Author: Anya Galli

On February 18th, the PSE Workshop hosted UMD Anthropology professor and zooarcheologist George Hambrecht for a talk detailing the potential of archeological sites for studying long-term interactions between humans and the environment. The talk, titled “Archaeological Sites as Distributed Observing Networks for Long-term Global Environmental Change,” provided an overview of current studies that use archeological data to understand changes in climate, ecosystems, food chains, and human and animal migration.
Hambrecht tailored his presentation for a non-anthropology audience, talking more broadly about the range of studies being conducted, rather than the methodological nitty-gritty of the projects. Although methods geeks like myself might have craved a bit more detail, the breadth of the presentation allowed Hambrecht to show the myriad ways that society-environment interactions can be understood through the stuff (mainly food waste) that humans have thrown away across the centuries.
“I dig through history’s trash,” Hambrecht said, and what he finds there opens up an entirely new perspective on ecosystems, climate change, and humankind’s long-term relationship to the natural world.
But these piles of history’s trash, called middens, are not likely to remain intact through the end of this century. Climate change is threatening the fragile balance that has allowed for the long-term preservation of organic materials: rising sea levels will swallow many coastal sites, and soil temperature variation is speeding the decomposition of artifacts at inland sites.
The studies Hambrecht discussed highlight the linkages between human practices and environmental forces, as well as the role of humans in long-term ecological change. Hambrecht also highlighted the importance of these sites as educational resources for the public. Middens can educate local populations about their forebears, and can help connect contemporary environmental concerns to the challenges faced centuries ago.
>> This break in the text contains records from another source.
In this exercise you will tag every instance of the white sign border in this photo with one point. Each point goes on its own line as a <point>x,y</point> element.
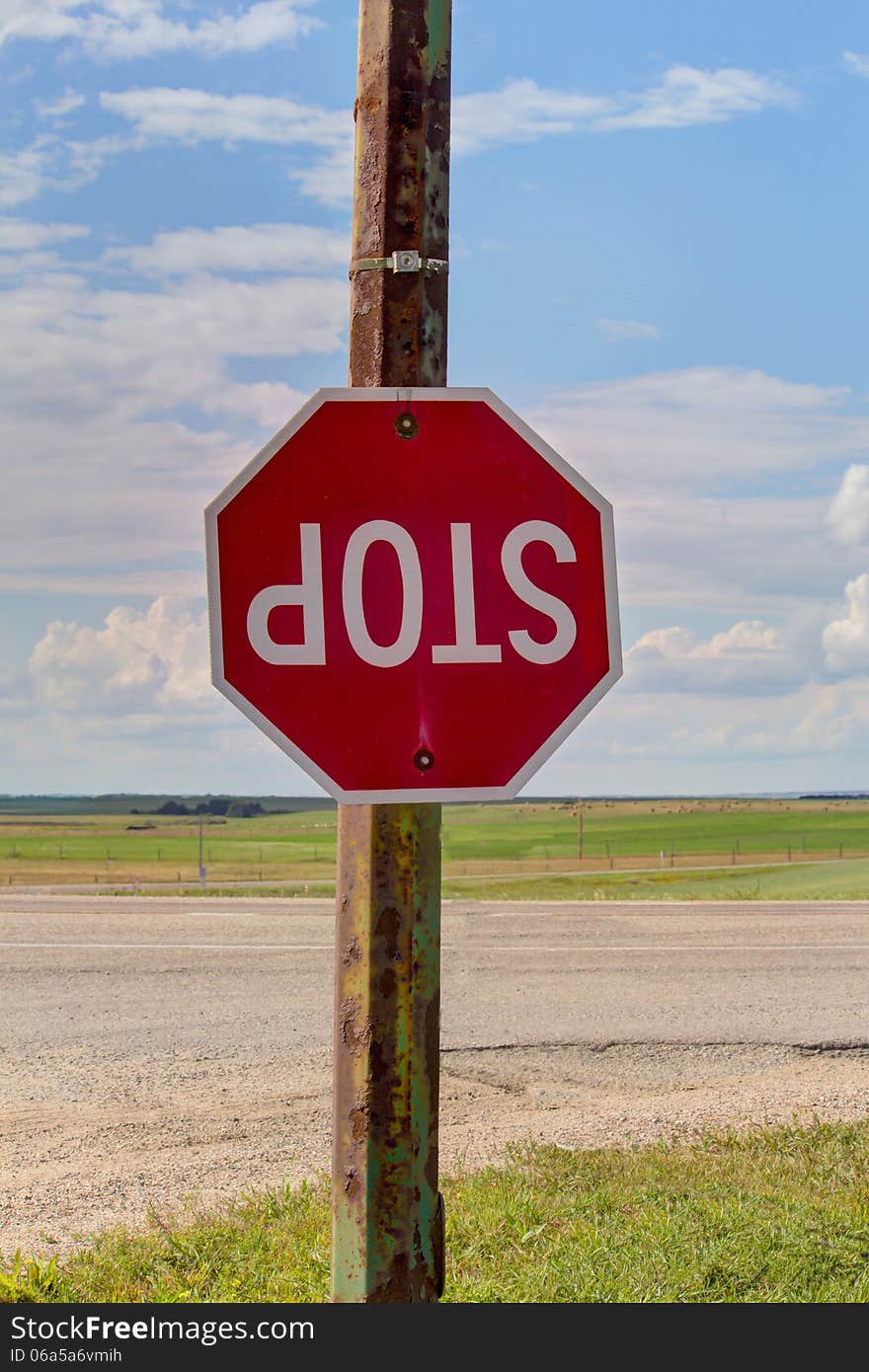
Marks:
<point>555,460</point>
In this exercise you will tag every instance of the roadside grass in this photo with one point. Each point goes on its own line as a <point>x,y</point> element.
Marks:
<point>846,879</point>
<point>534,834</point>
<point>767,1216</point>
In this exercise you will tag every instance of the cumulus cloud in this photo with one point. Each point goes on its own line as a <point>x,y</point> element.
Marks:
<point>60,108</point>
<point>848,513</point>
<point>846,641</point>
<point>750,656</point>
<point>122,29</point>
<point>25,173</point>
<point>615,331</point>
<point>137,663</point>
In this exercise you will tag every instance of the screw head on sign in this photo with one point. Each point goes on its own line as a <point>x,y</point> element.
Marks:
<point>407,425</point>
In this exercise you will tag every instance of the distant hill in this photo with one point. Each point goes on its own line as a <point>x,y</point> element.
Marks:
<point>139,804</point>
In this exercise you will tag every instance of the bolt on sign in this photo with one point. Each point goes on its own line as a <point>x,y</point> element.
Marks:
<point>412,594</point>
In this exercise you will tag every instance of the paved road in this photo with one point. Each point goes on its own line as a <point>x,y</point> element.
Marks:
<point>154,1045</point>
<point>227,974</point>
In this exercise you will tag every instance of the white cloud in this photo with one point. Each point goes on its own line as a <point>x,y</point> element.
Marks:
<point>520,112</point>
<point>690,96</point>
<point>166,113</point>
<point>857,63</point>
<point>24,173</point>
<point>750,657</point>
<point>254,247</point>
<point>60,108</point>
<point>846,641</point>
<point>122,29</point>
<point>24,235</point>
<point>700,425</point>
<point>126,405</point>
<point>616,331</point>
<point>523,112</point>
<point>685,457</point>
<point>137,664</point>
<point>330,179</point>
<point>848,513</point>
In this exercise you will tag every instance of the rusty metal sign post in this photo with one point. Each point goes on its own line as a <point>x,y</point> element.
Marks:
<point>387,1217</point>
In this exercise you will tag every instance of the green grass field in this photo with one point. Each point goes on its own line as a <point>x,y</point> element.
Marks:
<point>503,840</point>
<point>771,1216</point>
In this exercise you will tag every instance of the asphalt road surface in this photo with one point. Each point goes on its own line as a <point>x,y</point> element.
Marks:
<point>158,1051</point>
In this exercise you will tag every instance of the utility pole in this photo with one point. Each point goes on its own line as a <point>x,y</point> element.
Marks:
<point>387,1217</point>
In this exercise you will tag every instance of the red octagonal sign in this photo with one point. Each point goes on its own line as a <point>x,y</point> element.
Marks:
<point>412,594</point>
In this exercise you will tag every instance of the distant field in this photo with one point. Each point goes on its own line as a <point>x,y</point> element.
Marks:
<point>534,843</point>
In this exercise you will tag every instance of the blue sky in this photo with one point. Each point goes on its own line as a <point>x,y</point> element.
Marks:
<point>658,259</point>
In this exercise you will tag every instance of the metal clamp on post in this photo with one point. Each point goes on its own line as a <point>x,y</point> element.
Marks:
<point>407,260</point>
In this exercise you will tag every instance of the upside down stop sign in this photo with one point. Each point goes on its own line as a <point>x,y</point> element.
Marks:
<point>412,594</point>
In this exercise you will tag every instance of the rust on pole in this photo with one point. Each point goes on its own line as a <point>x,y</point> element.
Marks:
<point>387,1219</point>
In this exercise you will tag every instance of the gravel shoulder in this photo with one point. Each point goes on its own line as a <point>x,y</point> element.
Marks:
<point>197,1133</point>
<point>158,1054</point>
And publics who more readily trust archaeology than they would environmental science may be swayed by these kinds of findings. In short, environmental archaeology offers us a fascinating new lens through which to examine the society-environment relationship.
Still, Hambrecht’s talk was a good reminder that even when the easy description might be “humans did x, causing y changes in the environment,” the relationship is never quite that simple. The social is always, already, intertwined with the environmental. That humans and the environment influence and transform each other seems obvious today, but before Catton and Dunlap’s introduction of the “New Ecological Paradigm” in 1978, sociology’s approach to the environment had been largely one-sided: the environment was acted upon by humans, but it was not considered an actor. Contemporary sociological research operates largely from the perspective that human behaviors and environmental changes are co-constituting, two threads in a much larger tapestry. Hambrecht’s research reminds us that this tapestry stretches back much longer than we realized.
Anya Galli is a doctoral candidate in the Department of Sociology at the University of Maryland—College Park, where she studies environmental sociology and social movements. Her research addresses environmental inequality and industrial pollution in the US, focusing on the socio-political determinants of disproportionate emissions in the coal-fired power industry. Galli is also a Fellow with the Program for Society and the Environment at the University of Maryland, where she researches environmental stewardship and civic participation.